Skip to content

YogeshT22/gopherproxy

Repository files navigation

GopherProxy & Sentinel

A production-grade reverse proxy with dynamic service discovery, per-IP rate limiting, and full observability - built in Go.

Go Docker Redis Prometheus Grafana License

Logo


Overview

GopherProxy is a reverse proxy (Data Plane) that load-balances traffic across a dynamic pool of backends using round-robin. Its companion, Sentinel (Control Plane), continuously TCP-probes each backend and updates a Redis Set as the live source of truth. The proxy polls Redis every 5 seconds and updates its pool — no restarts required when backends come or go.

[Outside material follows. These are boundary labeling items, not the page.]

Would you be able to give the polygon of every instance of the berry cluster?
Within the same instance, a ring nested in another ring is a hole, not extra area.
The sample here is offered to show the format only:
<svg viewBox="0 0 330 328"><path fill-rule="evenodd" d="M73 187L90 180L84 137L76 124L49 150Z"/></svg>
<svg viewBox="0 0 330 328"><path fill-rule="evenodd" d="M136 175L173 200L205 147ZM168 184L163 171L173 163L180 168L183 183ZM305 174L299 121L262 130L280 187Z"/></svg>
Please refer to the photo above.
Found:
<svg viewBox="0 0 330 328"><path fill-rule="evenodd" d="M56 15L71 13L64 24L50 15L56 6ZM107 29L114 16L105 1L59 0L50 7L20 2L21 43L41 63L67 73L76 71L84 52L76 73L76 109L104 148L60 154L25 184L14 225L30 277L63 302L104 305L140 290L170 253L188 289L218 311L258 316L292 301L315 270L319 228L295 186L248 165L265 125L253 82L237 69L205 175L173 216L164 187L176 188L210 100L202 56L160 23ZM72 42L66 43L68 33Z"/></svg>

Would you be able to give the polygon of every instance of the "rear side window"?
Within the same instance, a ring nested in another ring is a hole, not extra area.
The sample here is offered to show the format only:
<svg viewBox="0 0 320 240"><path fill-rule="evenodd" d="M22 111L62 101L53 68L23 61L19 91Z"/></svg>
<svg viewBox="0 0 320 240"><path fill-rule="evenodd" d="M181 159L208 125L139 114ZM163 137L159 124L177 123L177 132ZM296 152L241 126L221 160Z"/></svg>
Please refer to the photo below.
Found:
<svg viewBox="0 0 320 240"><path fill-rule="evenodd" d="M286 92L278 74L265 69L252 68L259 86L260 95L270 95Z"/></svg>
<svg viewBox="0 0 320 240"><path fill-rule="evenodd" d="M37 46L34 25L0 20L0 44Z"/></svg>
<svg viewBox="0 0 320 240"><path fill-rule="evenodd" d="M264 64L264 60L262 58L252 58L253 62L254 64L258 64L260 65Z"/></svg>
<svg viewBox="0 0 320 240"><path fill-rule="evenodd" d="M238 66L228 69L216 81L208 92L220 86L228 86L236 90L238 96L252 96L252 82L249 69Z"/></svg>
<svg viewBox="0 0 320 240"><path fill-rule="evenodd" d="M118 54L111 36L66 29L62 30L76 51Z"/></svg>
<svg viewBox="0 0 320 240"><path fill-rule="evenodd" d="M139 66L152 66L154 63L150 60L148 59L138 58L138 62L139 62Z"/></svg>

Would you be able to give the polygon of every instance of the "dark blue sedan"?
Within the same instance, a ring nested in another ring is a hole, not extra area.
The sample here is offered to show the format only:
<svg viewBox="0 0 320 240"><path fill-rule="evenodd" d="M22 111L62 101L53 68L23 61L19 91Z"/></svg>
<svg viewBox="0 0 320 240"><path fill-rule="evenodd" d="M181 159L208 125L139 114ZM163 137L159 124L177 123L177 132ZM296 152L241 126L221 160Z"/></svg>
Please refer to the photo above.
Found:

The entire stack ships as a single docker compose up with Prometheus scraping metrics every 15 s and a pre-provisioned Grafana dashboard that auto-loads on first boot.


Architecture

flowchart LR
    Clients[HTTP Clients] --> Proxy[GopherProxy :8080\nRate limit + round-robin]
    Proxy --> B1[Backend :8081]
    Proxy --> B2[Backend :8082]
    Proxy --> B3[Backend :8083]

    Sentinel[Sentinel\nTCP health checks] --> Redis[(Redis\ngopher_backends)]
    Redis --> Proxy

    B1 --> Sentinel
    B2 --> Sentinel
    B3 --> Sentinel

    Proxy --> Metrics[Prometheus metrics :2112/metrics]
    Metrics --> Prometheus[Prometheus]
    Prometheus --> Grafana[Grafana Dashboard]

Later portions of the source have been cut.